Dopo anni di discussioni e polemiche sul finale di Game of Thrones, HBO è pronta a tornare a Westeros con un nuovo spin-off che promette di imparare dai propri errori. A Knight of the Seven Kingdoms: The Hedge Knight racconterà una storia più intima e contenuta, ambientata circa un secolo prima degli eventi della serie principale, e secondo quanto rivelato dai produttori, ha già trovato il modo di evitare la trappola che rese tanto controversa la fine della saga di Jon Snow e Daenerys Targaryen.
Il principale problema di Game of Thrones è emerso quando la serie è andata oltre i romanzi di George R. R. Martin, costringendo gli showrunner a costruire un finale autonomo, privo della guida onniscente dell’autore. Il risultato è stato notoriamente quello una conclusione divisiva, percepita da molti fan come affrettata e incoerente con le stagioni precedenti. Con il nuovo progetto, HBO vuole assicurarsi che questo non accada mai più.
A Knight of the Seven Kingdoms adatta la serie di novelle Tales of Dunk and Egg, incentrata sulle avventure del cavaliere errante Ser Duncan the Tall e del suo giovane scudiero Egg, destinato a diventare il re Aegon V Targaryen. Al momento esistono solo tre racconti, ma Martin ha confermato di voler scrivere almeno altri sei episodi della saga. Invece di spingersi oltre il materiale originale, come accadde con Game of Thrones, la serie si fermerà con quanto è già stato pubblicato.
Una decisione che nasce da una filosofia produttiva completamente diversa: meno ambizione e più fedeltà. Gli autori hanno scelto una struttura agile – sei episodi da mezz’ora per stagione, ognuno dedicato a una novella – così da mantenere il tono concentrato e coerente con lo spirito dei racconti. Come ha spiegato il co-creatore Ira Parker, “non vogliamo riempire il tempo inventando nuove sottotrame. Vogliamo solo seguire Dunk nel suo viaggio e raccontare la storia come è stata pensata”.
La scelta di non dilatare artificialmente la narrazione è, in sé, un atto di coraggio. A Knight of the Seven Kingdoms punta su una dimensione più umana e raccolta, mettendo al centro i personaggi e i loro dilemmi morali piuttosto che intrighi politici e guerre epiche. Se Game of Thrones era una tragedia corale sull’ambizione e sul potere, questo prequel preferisce indagare il senso dell’onore, dell’amicizia e del sacrificio in un mondo dove le grandi dinastie devono ancora nascere.
Inoltre, la natura di prequel offre alla serie un vantaggio narrativo evidente: la fine è già scritta.
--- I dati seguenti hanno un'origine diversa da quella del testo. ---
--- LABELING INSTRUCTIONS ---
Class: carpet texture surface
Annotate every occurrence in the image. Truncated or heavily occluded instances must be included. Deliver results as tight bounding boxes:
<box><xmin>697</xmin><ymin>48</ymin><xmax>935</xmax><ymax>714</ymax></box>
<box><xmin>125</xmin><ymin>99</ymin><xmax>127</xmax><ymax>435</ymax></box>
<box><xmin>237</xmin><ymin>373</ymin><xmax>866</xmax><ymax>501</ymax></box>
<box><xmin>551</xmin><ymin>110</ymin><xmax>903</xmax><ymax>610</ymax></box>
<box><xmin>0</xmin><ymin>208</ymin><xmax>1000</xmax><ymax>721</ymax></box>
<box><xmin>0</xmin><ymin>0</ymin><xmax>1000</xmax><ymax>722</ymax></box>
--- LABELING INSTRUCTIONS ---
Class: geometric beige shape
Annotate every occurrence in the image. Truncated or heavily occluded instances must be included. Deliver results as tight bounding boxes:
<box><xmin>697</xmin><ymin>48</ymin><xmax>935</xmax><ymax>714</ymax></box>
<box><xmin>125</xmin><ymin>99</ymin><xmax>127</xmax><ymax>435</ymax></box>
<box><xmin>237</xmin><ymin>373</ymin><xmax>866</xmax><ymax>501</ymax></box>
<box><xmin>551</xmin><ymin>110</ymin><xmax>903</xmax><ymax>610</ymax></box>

George R. R. Martin ha tracciato il destino di Dunk ed Egg in altri testi dell’universo di Westeros, permettendo agli sceneggiatori di lavorare con un orizzonte chiaro, senza dover improvvisare un epilogo. Così, anche se la storia si fermerà con The Mystery Knight, non lascerà buchi narrativi né cliffhanger irrisolti.
Il debutto di A Knight of the Seven Kingdoms: The Hedge Knight è previsto per il 18 gennaio 2026 su HBO Max, e rappresenterà non solo un ritorno nel mondo di Westeros, ma anche un esperimento di equilibrio: mantenere la grandezza del franchise, senza perdere la coerenza che lo ha reso leggendario.
Se riuscirà davvero a evitare l’errore che ha segnato Game of Thrones, lo scopriremo presto – ma le premesse, questa volta, sembrano davvero promettenti.